Hi, this looks like an old discussion, but we’ve been having this issue all day and I don’t think the length of env vars have anything to do with it, we’re nowhere near the limit.

Interestingly, this is happening because of content triggered deploys to a statically generated website, but the latest git commit is the same. At one point the code was deploying fine and then it wasn’t, but the code itself didn’t change, HEAD is still where it was when deploys were working.

In some builds, the deploy logs say…

5:41:33 PM:   Deploy did not succeed with HTTP Error 400: [PUT /deploys/{deploy_id}/functions/{name}][400] uploadDeployFunction default  &{Code:400 Message:Failed to create function on AWS Lambda: invalid parameter for lambda creation: Invalid AWS Lambda parameters used in this request.}

In others the deploy logs aren’t available at all…
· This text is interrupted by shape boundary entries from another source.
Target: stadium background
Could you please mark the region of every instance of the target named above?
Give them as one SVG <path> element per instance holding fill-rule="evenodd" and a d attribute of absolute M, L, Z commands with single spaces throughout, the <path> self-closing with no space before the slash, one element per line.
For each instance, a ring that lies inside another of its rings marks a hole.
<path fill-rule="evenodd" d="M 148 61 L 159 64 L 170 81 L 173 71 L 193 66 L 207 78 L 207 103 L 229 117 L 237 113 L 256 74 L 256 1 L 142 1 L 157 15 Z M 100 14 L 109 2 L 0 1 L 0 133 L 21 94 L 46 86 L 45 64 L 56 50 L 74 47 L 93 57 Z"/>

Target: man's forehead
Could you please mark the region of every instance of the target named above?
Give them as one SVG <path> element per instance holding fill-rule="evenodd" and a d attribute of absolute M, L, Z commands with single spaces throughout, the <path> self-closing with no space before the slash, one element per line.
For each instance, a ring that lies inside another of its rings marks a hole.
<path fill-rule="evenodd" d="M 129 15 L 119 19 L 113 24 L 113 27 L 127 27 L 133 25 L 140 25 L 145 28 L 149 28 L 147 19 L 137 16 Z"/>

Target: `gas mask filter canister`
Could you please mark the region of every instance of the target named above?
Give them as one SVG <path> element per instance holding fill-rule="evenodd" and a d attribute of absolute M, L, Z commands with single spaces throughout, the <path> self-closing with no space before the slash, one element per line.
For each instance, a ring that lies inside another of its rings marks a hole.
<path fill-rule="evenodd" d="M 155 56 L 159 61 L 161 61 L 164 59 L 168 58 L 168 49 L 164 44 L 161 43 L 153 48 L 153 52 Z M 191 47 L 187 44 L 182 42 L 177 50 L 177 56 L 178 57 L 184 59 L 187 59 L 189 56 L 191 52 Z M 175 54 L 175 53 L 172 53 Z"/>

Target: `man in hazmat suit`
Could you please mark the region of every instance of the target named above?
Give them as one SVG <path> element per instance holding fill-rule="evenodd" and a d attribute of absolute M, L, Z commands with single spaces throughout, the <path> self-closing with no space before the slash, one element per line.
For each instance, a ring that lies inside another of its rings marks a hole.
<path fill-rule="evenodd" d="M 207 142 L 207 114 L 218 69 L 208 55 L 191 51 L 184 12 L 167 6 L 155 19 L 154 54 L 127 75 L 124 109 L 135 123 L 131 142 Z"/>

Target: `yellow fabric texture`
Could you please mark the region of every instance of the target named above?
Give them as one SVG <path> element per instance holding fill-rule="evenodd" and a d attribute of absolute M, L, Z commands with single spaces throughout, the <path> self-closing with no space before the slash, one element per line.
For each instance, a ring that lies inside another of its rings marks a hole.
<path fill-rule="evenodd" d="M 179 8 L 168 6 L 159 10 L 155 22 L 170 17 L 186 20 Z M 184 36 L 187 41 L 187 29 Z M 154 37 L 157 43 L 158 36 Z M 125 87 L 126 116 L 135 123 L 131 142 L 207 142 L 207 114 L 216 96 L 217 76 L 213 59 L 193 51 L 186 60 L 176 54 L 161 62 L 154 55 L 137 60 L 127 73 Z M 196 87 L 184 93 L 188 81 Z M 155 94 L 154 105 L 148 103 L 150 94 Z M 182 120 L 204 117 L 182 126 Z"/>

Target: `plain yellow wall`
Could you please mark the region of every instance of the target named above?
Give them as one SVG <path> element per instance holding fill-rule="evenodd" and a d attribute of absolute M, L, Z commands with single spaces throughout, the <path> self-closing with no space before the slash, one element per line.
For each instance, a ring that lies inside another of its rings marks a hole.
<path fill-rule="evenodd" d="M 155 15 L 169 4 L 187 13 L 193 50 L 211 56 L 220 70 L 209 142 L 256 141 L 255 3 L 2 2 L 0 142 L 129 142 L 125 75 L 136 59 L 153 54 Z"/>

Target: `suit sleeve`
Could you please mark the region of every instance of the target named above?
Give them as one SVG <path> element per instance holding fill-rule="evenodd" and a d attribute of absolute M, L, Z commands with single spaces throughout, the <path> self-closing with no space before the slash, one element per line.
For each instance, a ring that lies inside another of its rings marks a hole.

5:53:38 PM: [ERROR] Deploy logs are currently unavailable. We are working on resolving the issue.

Hi @justintemps,

This may be due to Node.js 14 deprecation on AWS Lambda. If you’re using Node.js for your site, we may be attempting to deploy your Functions also in that same Node.js version. However, AWS Lambda has now started blocking uploads for that Node.js version, which is what causing this issue.

Could you try to update your Node.js version to 18 or 20?

Ok, that sounds about right, we’ll try updating that and tell you how it goes.

Yup! Updating the AWS JS Runtime to Node 18 fixed it. Thank you!